In America, prices fell in April, led by reductions in the cost of fuel and other energy. From The New York Times:
"Consumer prices over all fell in April by 0.1 percent, the Labor Department said in its monthly report on Wednesday. The decline was the first since March 2009... The downturn was led by a decline in energy prices, especially for gasoline and natural gas, the report said. Energy prices fell by 1.4 percent in April, the department said."
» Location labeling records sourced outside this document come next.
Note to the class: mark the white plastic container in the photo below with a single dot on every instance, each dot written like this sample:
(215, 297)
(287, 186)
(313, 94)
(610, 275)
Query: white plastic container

In the UK, prices rose in April, led by increases in the cost of fuel and other energy. From The Guardian (quoting Mervyn King, explaining why he was taking no action on inflation at nearly double his target rate of 2%):
"First, the impact of higher oil prices, which on average in April were nearly 80% higher than at the beginning of 2009, pushing up on petrol price inflation; second, the restoration at the beginning of January of the standard rate of VAT to 17.5% and third the continuing effects on inflation of the sharp depreciation of sterling in 2007-8"
The movement in the Pound/Dollar exchange rate between April 2009 and April 2010? The Pound had strengthened a little.
The movement in the price of crude? Up 80% year on year in dollars.
The movement in the price of natural gas? Down 50% year on year in dollars.
So Mervyn King is partly justified in pointing to an increase in the price of oil. And the oil suppliers are justified in raising their prices. But the net effect should be dampened in the UK not only by the strengthening pound year-on-year, but also by the fact that most of the cost of fuel is tax, not the cost of the oil. The average pump price was 95p/litre for petrol and 103p/litre for diesel in April 2009 and 120p/litre for petrol and 123p/litre for diesel in April 2010 (a 20-25% increase).
But the wholesale cost of fuels for heating and producing electricity has gone down massively. Either this should have been a countervailing force that required strong inflation in other areas to produce the sort of inflation we experienced (and the Americans didn't), or we are being ripped off by the energy suppliers. Probably a bit of both. But Mervyn, George and our VILE (Vertically-Integrated Large Energy) companies don't want to tell us that.
Whatever the excuse, if:
- inflation is going up in the UK and down in the US, supposedly due to the effect of energy prices,
- it is the same energy, at global prices, and
- the change in the exchange rate year on year should have produced the opposite effect,
then we Brits are being lied to and ripped off, as usual.